Belated Astonishment. The Administration has long been citing the danger of a renewal of last year's price spiral as an argument for its tax bill, and now is using the figures to lend an unusual urgency to the pitch. In a generally rosy report on the economy last week, Presidential Adviser Gardner Ackley was moved to emphasize "unwelcome but convincing indications of inflationary pressures ahead."

Steel was the key indicator, and its upward climb promised a renewal of public jousting over prices between the Administration and industry in general. Since January, steelmen have been boosting prices in bits and pieces--in tubing, then tin plate for can making, followed by hot-rolled carbon and alloy plates--with only a whimper from Washington. Not until just before the Labor Day weekend, when Republic Steel dropped word of new prices in steel bars, did the Administration react. Ackley condemned the move, professing a belated astonishment at the fact that higher prices have already been chalked up "for nearly half the steel tonnage produced in this country," and a flock of telegrams urged other producers not to follow Republic.

Nothing doing. Joining Republic almost immediately, U.S. Steel pointed out that it, too, was "very mindful" of the inflation problem, especially the way that higher costs plus an automatic 3% rise in employee payments Aug. 1 were squeezing earnings. Other producers followed, and the Administration did not press its fight. At 1.8%, the bar price rise was small indeed. But the industry is now on notice to be wary of taking the rumored next step: a boost in sheet and strip steel, which as a key auto-industry item would be certain to have wide impact.

Rusty Machinery. Generally, Administration economists are suspicous of the reasons given for the price surge. They concede the need to prop profits against the pressure of higher wage, transportation and other costs. But with industrial plants running at a slack 85% of capacity (v. last year's 91% peak), they also suspect business of using any pretext to raise prices in order to reap a windfall of earnings as the economy picks up. Reflecting this root distrust, Ackley recently took special pains to chide the rubber industry for following a strike-forced labor settlement that was "clearly out of line" with price hikes "even greater than the added costs of the wage agreement."

One reason for the bureaucrats' suspicion is simply that the August industrial price surge caught Washington by surprise.
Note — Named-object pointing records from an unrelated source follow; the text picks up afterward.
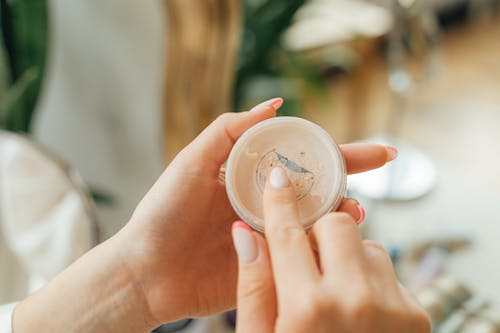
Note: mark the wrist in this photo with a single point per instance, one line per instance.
(96, 293)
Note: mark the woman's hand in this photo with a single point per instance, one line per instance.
(349, 285)
(179, 241)
(175, 257)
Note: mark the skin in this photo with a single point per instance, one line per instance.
(349, 285)
(174, 258)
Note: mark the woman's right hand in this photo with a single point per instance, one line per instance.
(348, 286)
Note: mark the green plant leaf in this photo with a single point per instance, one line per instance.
(24, 25)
Through the months of relative price peace, the Government's inflation-watching machinery has grown rusty. Commerce Secretary Alexander Trowbridge, who had scheduled a routine hold-the-line price pep talk with steelmen in Washington for this week, was caught flat-footed by the bar-products rise. Unless and until the machin ery gets back into well-oiled condition, there are bound to be more squeaks and squawks ahead.